Hi Splunkers,
We defined 35 days retention for real time indexes in splunk.I see that retention are not happening strictly.Some of the old events are not getting deleted .We have around 200 days data for some indexes .Also i see that for some indexes only January month data is present.I also cross checked with events time and indexed time. they are old data and not deleted due to retention policy.Now i have two concerns
1)How to maintain strict 35 days retention's ?
2)Any idea why January month data is present and it is not getting deleted even though buckets are rolling out? and how they can be deleted with retention's.
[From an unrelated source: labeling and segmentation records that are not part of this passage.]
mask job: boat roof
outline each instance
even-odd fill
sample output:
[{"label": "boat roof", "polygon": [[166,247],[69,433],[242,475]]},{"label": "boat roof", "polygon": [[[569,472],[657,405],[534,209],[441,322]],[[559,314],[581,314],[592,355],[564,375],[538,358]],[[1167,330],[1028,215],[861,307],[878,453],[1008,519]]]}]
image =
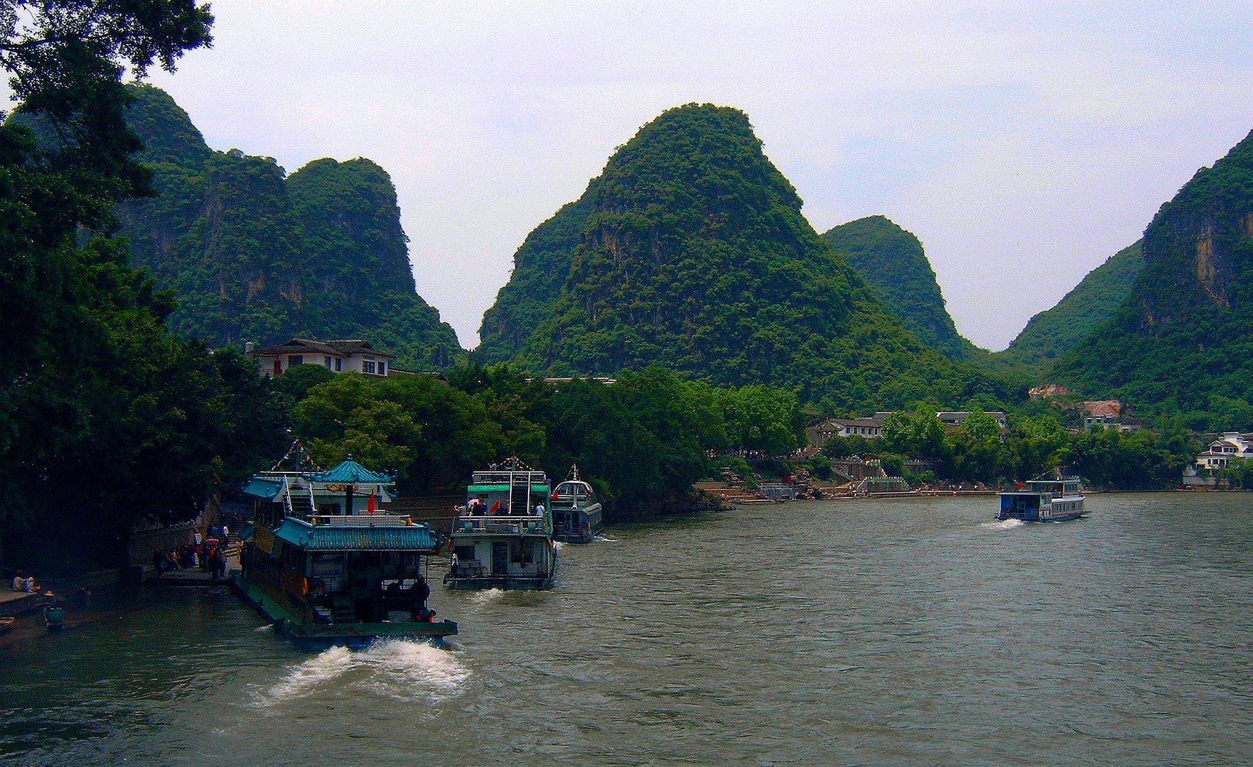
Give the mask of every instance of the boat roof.
[{"label": "boat roof", "polygon": [[337,526],[309,524],[287,517],[274,531],[274,538],[311,552],[435,551],[435,536],[430,527],[396,519],[386,517],[383,524],[375,526]]},{"label": "boat roof", "polygon": [[[505,484],[471,484],[466,488],[467,493],[505,493],[510,489],[507,483]],[[548,484],[535,484],[531,483],[533,493],[546,493]]]}]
Below are my settings for one index.
[rt]
# 80 GB a day / 14 days in warm / 35 day retention
homePath = volume:hot/rt/db
coldPath = volume:cold/rt/colddb
thawedPath = $SPLUNK_DB/rt/thaweddb
homePath.maxDataSizeMB = 500000
coldPath.maxDataSizeMB = 1000000
maxWarmDBCount = 300
frozenTimePeriodInSecs = 3024000
maxDataSize = auto_high_volume
maxTotalDataSizeMB = 150000
Regards,Shivanand
Hi @btshivanand,
in Splunk, events are stored in buckets and retention is managed at bucket level not at event level.
In other words, a full bucket is deleted (or moved in a different folder) when the latest events exceeds the retention period.
For this reason you have buckets with events that exceed the retention period because in the same bucket there's at least one event still in the retention period.
Ciao.
Giuseppe
Thanks for the reply.
I see only jan month events for one of the index and there is no events are present till july.. I understand events are stored in the bucket and they will deleted once the buckets are rolled out.This is something strange i see.. how i need to get rid of this?
Hi @btshivanand,
in my opinion, leave it alone and it will fix by itself.
As I told you, retention management is done at bucket level.
If you really want to take action, you could:
But in this way there the risk to loose some events.
Ciao.
Giuseppe
Ok.. Better to leave as it is.. But any suggestion to maintain the retention for other index we have..They are also helding more number of data.
Hi @btshivanand,
for the second question, if you have more data, probably you'll have less problems because the presence of more data has the consequence of a minor timerange (between the older and the newest events) for each bucket, that means that this problem will disappear.
ciao.
Giuseppe